If you have a large publisher site where content performance metrics are a high priority, you can bring in additional page-level details for analysis, such as category, author, tags, publish date, etc. While you could use processing time mode to upload additional content details later in the day (for example, at midnight, or even automatically every hour), you’d only be able to measure engagement with that article going forward – either the hour after the article is published or the day after.

However, since publishers often see the highest engagement within minutes of publishing a new article or post, you’d potentially be missing data for the peak engagement times with new content. Because query time mode links data historically, it might be a better option to measure total engagement with content from the time that it was published.

Sales

Query time data import can be extremely valuable to sales teams, as well. If you have a CRM like Salesforce, you can upload additional data into Google Analytics to better understand the process that users took to become a qualified lead or sales prospect.

For example, you could upload details like company name, salesperson, industry, etc. into Google Analytics, using the Client ID as the key. You’d need to send this value in both places, so saved in Google Analytics as a custom dimension and into Salesforce, as Dan documents in his post).

Because we’re using query time, we know that data will be joined historically; we can see everything that each company (or lead) did on our website in the past – all of the pages they viewed, events they triggered, and conversions. You’ll need to take efforts to make sure you’re not passing in Personally Identifiable Information – we don’t want to upload names, email addresses, phone numbers, etc.

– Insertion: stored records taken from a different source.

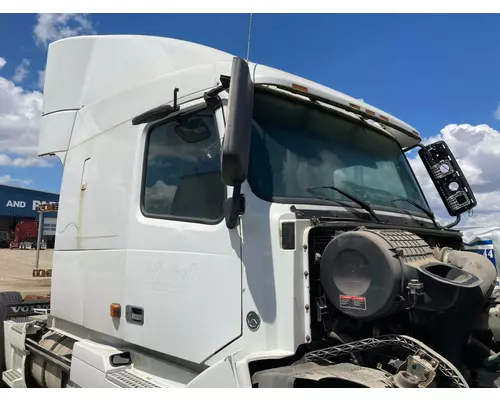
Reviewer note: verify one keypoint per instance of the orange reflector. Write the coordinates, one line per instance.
(115, 310)
(301, 88)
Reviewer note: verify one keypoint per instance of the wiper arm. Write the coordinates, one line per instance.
(423, 209)
(361, 203)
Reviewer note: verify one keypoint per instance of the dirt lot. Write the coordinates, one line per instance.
(16, 268)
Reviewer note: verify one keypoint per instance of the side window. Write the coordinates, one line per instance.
(183, 169)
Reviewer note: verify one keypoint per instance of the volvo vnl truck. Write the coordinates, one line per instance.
(225, 224)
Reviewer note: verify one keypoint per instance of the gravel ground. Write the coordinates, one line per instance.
(16, 268)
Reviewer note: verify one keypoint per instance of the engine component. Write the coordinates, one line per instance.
(368, 274)
(312, 374)
(422, 362)
(471, 262)
(422, 367)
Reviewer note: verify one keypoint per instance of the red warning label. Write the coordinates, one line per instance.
(353, 302)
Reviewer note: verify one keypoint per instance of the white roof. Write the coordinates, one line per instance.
(124, 74)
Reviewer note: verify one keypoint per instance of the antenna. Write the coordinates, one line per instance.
(249, 34)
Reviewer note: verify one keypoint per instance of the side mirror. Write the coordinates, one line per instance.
(448, 178)
(236, 145)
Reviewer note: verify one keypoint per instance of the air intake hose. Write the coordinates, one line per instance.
(473, 263)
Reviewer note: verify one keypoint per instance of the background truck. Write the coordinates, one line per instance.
(225, 224)
(25, 235)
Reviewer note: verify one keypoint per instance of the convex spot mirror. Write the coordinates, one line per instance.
(236, 144)
(192, 130)
(448, 178)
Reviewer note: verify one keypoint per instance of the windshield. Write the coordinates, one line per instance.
(296, 144)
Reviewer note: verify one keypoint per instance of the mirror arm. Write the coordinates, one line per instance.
(234, 207)
(212, 96)
(454, 223)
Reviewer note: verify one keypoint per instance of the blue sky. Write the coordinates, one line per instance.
(432, 71)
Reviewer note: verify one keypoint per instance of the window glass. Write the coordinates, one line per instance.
(183, 169)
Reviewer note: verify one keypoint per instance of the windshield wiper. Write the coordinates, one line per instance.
(423, 209)
(361, 203)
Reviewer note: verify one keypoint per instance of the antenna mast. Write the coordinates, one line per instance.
(249, 35)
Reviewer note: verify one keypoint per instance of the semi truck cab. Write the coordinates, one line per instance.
(225, 224)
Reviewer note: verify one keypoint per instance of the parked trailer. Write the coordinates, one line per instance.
(227, 224)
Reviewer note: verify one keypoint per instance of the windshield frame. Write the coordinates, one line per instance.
(352, 118)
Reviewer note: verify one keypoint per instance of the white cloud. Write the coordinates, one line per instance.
(21, 71)
(51, 27)
(477, 150)
(496, 114)
(7, 179)
(41, 79)
(20, 115)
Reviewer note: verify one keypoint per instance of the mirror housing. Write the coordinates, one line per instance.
(448, 178)
(236, 143)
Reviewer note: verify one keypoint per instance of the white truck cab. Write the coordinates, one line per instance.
(226, 224)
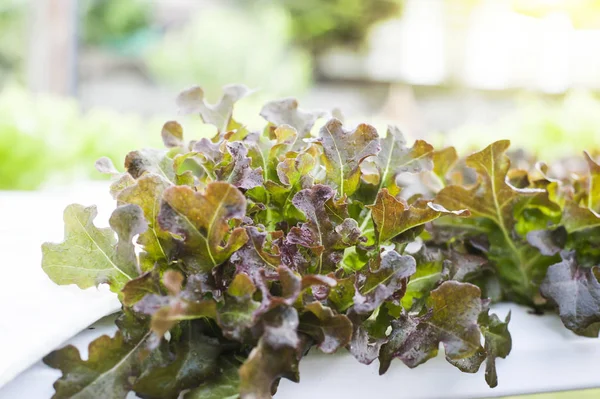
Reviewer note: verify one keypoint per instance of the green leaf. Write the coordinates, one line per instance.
(498, 343)
(493, 200)
(147, 194)
(236, 315)
(179, 305)
(320, 233)
(138, 288)
(276, 355)
(376, 286)
(152, 161)
(344, 151)
(127, 221)
(331, 331)
(396, 157)
(87, 257)
(224, 385)
(237, 170)
(429, 272)
(108, 371)
(196, 360)
(172, 134)
(286, 112)
(455, 308)
(253, 256)
(593, 194)
(202, 220)
(394, 216)
(191, 101)
(443, 162)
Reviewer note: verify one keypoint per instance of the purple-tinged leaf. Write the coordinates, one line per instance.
(191, 101)
(172, 134)
(376, 286)
(576, 292)
(344, 151)
(202, 220)
(286, 112)
(452, 320)
(329, 330)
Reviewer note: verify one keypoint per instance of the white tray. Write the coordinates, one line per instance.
(545, 357)
(38, 315)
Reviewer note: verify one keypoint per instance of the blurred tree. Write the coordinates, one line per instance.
(110, 21)
(13, 37)
(221, 45)
(321, 24)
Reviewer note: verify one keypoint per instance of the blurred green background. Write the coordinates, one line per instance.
(90, 78)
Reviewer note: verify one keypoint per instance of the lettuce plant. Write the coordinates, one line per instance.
(234, 257)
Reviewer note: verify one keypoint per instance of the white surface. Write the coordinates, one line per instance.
(545, 357)
(38, 315)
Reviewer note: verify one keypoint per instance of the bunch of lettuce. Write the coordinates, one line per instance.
(234, 257)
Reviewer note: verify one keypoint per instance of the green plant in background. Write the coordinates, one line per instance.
(48, 138)
(221, 44)
(12, 38)
(113, 22)
(320, 24)
(549, 130)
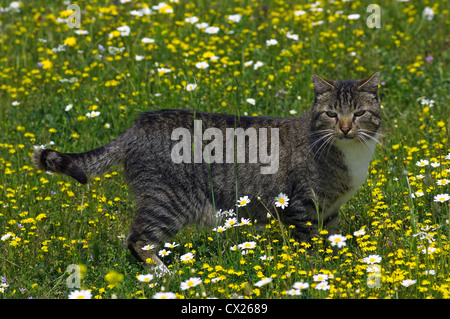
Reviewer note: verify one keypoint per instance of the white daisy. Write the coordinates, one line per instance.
(282, 201)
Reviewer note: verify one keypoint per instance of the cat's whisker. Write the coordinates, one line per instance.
(322, 147)
(325, 137)
(370, 137)
(362, 138)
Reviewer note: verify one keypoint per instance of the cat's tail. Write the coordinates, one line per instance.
(80, 165)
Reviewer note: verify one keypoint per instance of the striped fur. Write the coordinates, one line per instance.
(316, 153)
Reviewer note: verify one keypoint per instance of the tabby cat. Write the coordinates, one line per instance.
(323, 158)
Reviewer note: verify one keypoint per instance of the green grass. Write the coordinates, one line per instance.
(48, 222)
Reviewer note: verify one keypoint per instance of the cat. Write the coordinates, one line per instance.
(322, 159)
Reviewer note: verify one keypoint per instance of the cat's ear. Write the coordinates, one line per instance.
(321, 85)
(370, 84)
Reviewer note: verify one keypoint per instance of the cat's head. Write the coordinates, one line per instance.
(346, 111)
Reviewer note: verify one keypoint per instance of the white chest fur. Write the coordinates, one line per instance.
(357, 156)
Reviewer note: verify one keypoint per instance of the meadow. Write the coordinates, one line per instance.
(73, 83)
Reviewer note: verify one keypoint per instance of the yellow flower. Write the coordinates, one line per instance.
(113, 278)
(46, 64)
(70, 41)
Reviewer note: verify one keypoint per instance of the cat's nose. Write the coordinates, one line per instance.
(345, 129)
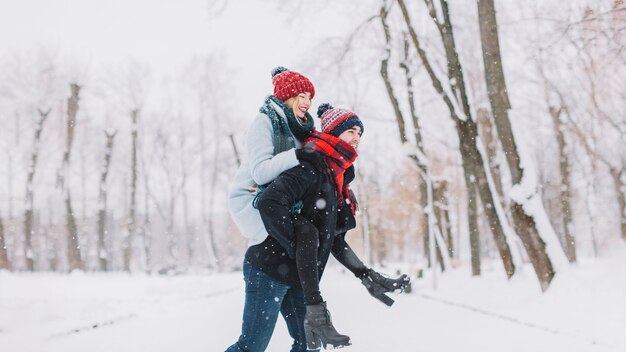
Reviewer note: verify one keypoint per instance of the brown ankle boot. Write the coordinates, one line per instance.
(318, 326)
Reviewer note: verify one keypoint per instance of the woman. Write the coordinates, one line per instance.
(280, 128)
(270, 144)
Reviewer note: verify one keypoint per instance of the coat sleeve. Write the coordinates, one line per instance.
(346, 256)
(276, 200)
(264, 165)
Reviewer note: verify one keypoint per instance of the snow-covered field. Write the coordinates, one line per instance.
(584, 311)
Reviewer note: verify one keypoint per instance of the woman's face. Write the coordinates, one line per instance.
(300, 104)
(352, 136)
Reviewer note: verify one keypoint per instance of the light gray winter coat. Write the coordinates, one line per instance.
(260, 166)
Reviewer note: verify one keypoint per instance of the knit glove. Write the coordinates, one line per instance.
(378, 285)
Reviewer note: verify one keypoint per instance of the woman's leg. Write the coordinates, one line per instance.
(307, 241)
(294, 310)
(264, 297)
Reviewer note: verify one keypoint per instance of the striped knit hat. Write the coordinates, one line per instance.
(335, 121)
(288, 84)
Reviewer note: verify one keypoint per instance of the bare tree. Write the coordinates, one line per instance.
(73, 245)
(467, 130)
(30, 194)
(131, 220)
(4, 258)
(418, 156)
(103, 248)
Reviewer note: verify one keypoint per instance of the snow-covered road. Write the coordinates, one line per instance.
(584, 311)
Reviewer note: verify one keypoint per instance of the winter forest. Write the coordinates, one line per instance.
(494, 135)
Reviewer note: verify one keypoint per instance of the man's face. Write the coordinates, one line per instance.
(352, 136)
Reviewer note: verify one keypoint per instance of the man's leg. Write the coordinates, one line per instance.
(264, 297)
(294, 310)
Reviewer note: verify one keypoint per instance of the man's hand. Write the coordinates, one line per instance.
(315, 158)
(378, 285)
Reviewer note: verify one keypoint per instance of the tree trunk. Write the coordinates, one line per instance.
(4, 258)
(30, 195)
(620, 190)
(421, 164)
(405, 65)
(490, 141)
(132, 221)
(472, 216)
(468, 136)
(103, 245)
(525, 211)
(564, 193)
(442, 212)
(73, 244)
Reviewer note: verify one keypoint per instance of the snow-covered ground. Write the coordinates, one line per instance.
(583, 311)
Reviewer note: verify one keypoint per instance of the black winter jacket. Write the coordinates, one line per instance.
(317, 191)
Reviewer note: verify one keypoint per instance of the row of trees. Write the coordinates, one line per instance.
(494, 154)
(111, 180)
(500, 174)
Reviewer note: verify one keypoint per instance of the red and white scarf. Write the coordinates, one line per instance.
(339, 156)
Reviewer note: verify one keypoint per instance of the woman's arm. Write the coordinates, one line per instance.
(264, 165)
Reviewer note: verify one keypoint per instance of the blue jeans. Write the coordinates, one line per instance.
(265, 298)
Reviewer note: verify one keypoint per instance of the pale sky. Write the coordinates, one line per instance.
(254, 35)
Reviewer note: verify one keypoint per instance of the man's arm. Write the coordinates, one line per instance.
(276, 200)
(346, 256)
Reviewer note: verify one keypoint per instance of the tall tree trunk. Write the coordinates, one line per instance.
(103, 244)
(564, 193)
(472, 216)
(405, 65)
(30, 195)
(490, 140)
(468, 136)
(132, 221)
(526, 210)
(442, 211)
(419, 156)
(4, 258)
(619, 183)
(73, 244)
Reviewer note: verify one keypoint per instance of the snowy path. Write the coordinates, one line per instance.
(120, 313)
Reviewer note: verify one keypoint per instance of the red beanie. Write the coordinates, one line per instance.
(289, 84)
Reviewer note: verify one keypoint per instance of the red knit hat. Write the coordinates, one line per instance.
(289, 84)
(335, 121)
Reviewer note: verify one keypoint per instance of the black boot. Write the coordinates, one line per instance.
(318, 326)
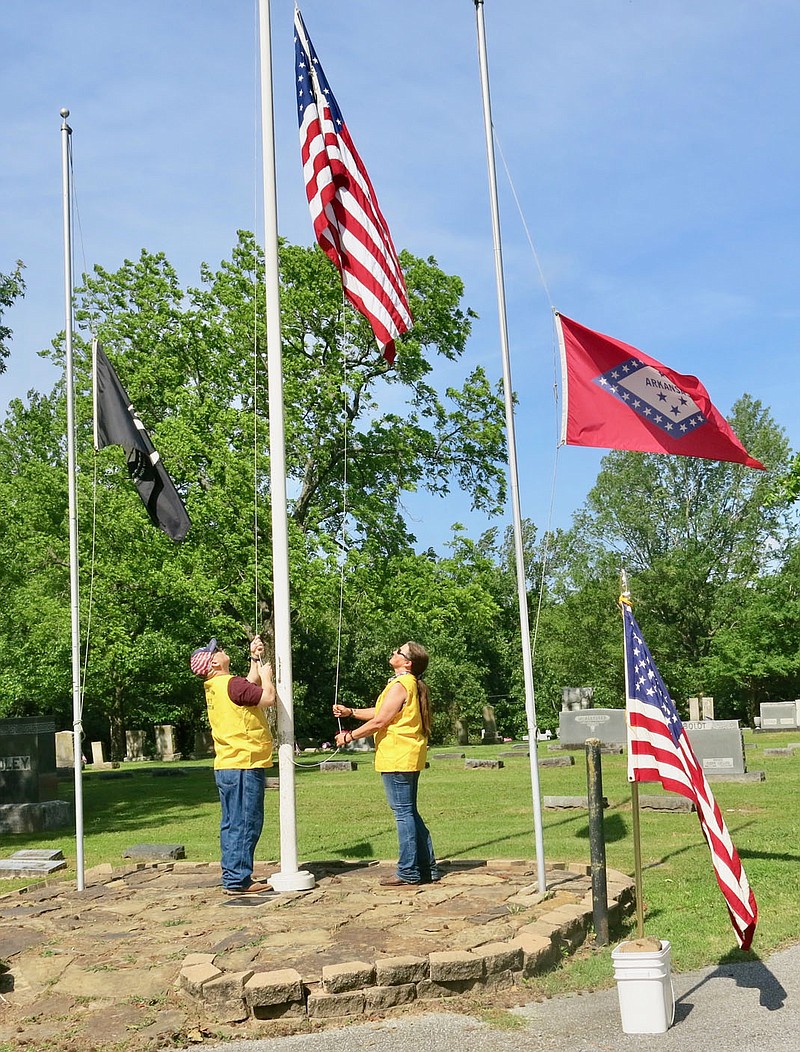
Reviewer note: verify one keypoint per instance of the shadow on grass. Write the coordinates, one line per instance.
(748, 975)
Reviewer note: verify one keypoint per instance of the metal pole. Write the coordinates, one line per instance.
(73, 502)
(625, 598)
(597, 842)
(637, 860)
(513, 471)
(290, 878)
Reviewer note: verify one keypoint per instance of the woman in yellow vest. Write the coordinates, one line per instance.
(400, 722)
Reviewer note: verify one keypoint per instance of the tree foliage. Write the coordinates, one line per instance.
(12, 286)
(710, 548)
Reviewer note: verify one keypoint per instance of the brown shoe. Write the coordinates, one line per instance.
(256, 888)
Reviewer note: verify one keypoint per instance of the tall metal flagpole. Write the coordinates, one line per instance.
(513, 472)
(638, 884)
(290, 878)
(73, 502)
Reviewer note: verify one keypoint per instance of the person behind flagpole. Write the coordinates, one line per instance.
(400, 723)
(243, 750)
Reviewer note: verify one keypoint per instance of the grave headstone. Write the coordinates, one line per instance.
(135, 745)
(203, 744)
(571, 802)
(718, 745)
(64, 748)
(156, 851)
(577, 698)
(607, 725)
(165, 743)
(779, 715)
(563, 761)
(27, 761)
(488, 733)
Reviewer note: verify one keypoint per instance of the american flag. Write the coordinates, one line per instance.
(659, 750)
(347, 221)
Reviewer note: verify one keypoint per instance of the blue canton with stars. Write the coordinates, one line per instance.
(305, 60)
(653, 397)
(644, 681)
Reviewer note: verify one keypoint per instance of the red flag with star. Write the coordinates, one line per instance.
(618, 398)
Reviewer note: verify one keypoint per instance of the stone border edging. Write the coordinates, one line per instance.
(357, 987)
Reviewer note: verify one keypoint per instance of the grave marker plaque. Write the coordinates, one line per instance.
(718, 745)
(607, 725)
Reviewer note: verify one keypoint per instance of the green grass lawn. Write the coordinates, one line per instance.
(484, 814)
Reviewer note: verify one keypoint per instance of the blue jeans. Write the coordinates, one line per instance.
(416, 861)
(241, 793)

By filtering the lead data by salesperson, you can create a Custom Report that gets automatically emailed to each individual on the sales team. This can be a great reminder for your sales team to follow up with leads who come back to your site after their original visit, especially if you have a longer sales cycle.

SEO and Social

For SEO or social metrics such as shares, likes, or number of links, you could import data using the page URL as the key. To get this social or SEO data, you’d need to harness the power of a tool that could fetch page-level information from social or SEO platforms.

To give you an example, we’ve connected Supermetrics and its Google Drive add-on option to report on content engagement from social sources like LinkedIn. Because we want to automate uploading this social data into Google Analytics, we’re also using a Google Apps script for the data import process (ask a developer to help with this part).

In this example, we can schedule Supermetrics to refresh the total number of LinkedIn shares for each blog post in our Google Sheet; then, using Data Import, we upload that data to Google Analytics every night. Similar to the use case for sales teams, we can schedule automated Custom Reports for each author so they can get the most up-to-date insight into how their content is performing across social media.

Google Analytics Data Import LinkedIn

Social shares is the perfect example of a field in Google Analytics where we’d prefer to see the most recent data, or what the current number of shares are. Note that we’re uploading these as Custom Dimensions however, which means that they won’t be treated as numbers in GA. Instead of putting just the numbers, which may change by just a few shares each day, we bucketed our results to get a general idea of which blog posts are getting shared most.

Ready to Use Data Import?

There are a few limitations to know about – query time is currently in Beta, and cannot be used with: Cohort reporting, Multi-Channel Funnels, Realtime reporting, or AdWords cost data.

Before you jump into using Data Import (query time or processing), know that it comes with a few considerations! You’ll need to check and double check things like data formatting/schema and upload file size limits. Getting past the technical limitations can take a few rounds, but once you get to a final working upload, the process is relatively quick, especially if you’ve automated it.